The Federal Reserve raised its benchmark policy rate on Wednesday, the third hike this year and the largest since 1994.
Brazil and Saudi Arabia were among the countries that declared adjustments to their monetary policies within hours of the Fed’s announcement.

So far in 2022, 44 countries have lifted rates, data from FactSet shows, with more moves to come.

Higher interest rates are effective instruments for combating increasing prices because they make borrowing money more expensive, weighing on consumer demand and corporate expansions, cooling economic growth and lowering hiring. This can lead to slower wage growth for families and less pricing power for businesses, eventually lowering inflation.

It’s a difficult balancing act that puts pressure on policymakers to rein in the economy without crashing growth. Economists and investors perceive this as an increasingly difficult task. Worries about a potential recession have intensified as the World Bank and other agencies offer bleak projections.

“Inflationary pressures and weakening expectations are pressuring central banks to become more proactive,” Barclays economists said last week. “As financial circumstances deteriorate and sentiment falls, the actual economy may follow.” So far, inflation shows no signs of abating. In a study released last week, American consumer prices rose once more as gas prices rose and a range of products and services were much more costly. The Ukraine conflict may continue to drive up commodity costs, while attempts in China to limit the coronavirus and worker strikes in South Korea threaten to further disrupt component manufacture.

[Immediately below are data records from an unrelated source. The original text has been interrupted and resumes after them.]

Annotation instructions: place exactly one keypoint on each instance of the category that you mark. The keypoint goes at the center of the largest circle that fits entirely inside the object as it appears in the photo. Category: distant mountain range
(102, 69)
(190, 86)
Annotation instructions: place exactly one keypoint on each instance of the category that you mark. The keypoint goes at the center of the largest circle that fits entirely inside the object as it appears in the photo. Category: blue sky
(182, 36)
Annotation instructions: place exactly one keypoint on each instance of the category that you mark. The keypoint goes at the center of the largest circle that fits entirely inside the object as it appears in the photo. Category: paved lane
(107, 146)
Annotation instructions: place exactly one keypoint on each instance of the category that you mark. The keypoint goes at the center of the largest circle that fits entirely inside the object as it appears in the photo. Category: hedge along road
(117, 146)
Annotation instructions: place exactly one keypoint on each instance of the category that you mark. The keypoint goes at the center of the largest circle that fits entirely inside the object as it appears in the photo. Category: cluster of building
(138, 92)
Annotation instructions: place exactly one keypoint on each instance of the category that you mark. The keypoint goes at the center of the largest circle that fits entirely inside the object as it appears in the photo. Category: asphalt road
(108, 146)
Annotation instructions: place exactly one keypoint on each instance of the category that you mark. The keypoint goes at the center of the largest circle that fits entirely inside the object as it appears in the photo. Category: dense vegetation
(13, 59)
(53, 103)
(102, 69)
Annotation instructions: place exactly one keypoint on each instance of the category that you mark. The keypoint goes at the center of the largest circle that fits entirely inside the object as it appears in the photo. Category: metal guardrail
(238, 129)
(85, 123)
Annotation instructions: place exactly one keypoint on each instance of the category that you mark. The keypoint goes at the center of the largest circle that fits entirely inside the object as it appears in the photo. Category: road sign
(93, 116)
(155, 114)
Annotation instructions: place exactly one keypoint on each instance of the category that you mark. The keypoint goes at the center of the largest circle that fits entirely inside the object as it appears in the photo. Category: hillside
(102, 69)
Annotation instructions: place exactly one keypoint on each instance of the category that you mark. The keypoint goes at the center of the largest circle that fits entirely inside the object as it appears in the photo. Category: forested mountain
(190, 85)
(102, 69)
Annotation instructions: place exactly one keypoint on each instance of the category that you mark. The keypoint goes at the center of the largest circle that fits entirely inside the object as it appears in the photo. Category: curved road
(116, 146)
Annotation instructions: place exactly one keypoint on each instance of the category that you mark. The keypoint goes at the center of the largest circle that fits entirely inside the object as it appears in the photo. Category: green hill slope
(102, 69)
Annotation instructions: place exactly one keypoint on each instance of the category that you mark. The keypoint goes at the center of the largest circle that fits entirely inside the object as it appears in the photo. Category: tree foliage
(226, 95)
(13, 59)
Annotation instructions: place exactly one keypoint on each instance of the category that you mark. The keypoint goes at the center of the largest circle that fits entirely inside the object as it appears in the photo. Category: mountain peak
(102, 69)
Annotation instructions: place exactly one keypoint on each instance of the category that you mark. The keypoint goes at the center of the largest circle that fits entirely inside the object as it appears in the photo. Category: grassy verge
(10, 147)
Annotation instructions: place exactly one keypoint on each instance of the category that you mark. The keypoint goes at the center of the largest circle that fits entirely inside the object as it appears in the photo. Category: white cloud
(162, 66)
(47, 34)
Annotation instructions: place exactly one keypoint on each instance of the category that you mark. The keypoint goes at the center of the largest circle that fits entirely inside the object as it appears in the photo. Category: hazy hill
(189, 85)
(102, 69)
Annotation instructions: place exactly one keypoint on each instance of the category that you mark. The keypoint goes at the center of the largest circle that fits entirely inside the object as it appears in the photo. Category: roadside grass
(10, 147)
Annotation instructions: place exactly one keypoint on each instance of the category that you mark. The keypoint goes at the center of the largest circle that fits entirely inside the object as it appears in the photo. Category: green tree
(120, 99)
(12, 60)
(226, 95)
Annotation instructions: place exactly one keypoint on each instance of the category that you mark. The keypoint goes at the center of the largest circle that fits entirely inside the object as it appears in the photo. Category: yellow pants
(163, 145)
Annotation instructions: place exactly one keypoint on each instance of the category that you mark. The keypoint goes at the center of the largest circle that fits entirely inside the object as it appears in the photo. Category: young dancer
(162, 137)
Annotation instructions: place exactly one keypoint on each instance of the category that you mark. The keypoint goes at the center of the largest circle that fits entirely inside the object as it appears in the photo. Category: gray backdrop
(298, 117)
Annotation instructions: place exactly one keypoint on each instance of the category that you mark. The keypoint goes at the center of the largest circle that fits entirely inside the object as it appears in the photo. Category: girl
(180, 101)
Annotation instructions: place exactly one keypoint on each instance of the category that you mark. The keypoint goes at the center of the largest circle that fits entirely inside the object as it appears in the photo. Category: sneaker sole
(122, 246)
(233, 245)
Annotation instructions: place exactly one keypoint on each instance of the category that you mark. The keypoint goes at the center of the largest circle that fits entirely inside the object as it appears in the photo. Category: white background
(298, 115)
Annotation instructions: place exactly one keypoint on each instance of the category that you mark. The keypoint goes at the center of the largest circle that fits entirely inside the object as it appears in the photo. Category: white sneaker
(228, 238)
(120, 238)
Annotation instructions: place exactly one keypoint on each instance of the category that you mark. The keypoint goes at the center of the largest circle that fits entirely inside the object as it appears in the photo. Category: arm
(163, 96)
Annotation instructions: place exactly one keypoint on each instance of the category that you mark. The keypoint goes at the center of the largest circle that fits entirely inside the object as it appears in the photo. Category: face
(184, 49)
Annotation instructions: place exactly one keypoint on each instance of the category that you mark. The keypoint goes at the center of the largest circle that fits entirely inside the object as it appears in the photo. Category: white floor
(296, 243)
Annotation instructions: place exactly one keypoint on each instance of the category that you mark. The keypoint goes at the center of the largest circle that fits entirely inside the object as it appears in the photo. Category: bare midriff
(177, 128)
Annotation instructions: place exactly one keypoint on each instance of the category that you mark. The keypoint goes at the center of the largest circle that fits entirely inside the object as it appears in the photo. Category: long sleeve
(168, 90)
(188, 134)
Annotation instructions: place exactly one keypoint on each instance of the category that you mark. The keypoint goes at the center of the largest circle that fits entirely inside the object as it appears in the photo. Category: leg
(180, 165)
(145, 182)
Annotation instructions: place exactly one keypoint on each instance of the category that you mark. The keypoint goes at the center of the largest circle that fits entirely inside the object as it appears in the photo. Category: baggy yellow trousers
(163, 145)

The Ukraine conflict may continue to drive up commodity costs, while attempts in China to limit the coronavirus and worker strikes in South Korea threaten to further disrupt component manufacture. Demand in the United States has remained mainly healthy, but it has begun to wane, and consumers in other areas of the world are beginning to draw back.

The issue now is whether the global economy can endure a rate-hike cycle unlike any it has lately — or maybe ever — seen. The prognosis is not encouraging.

“The crisis in Ukraine, Chinese lockdowns, supply-chain disruptions, and the prospect of stagflation are pounding GDP,” World Bank President David Malpass warned last month in a report. “Recession will be difficult to avert for many countries.”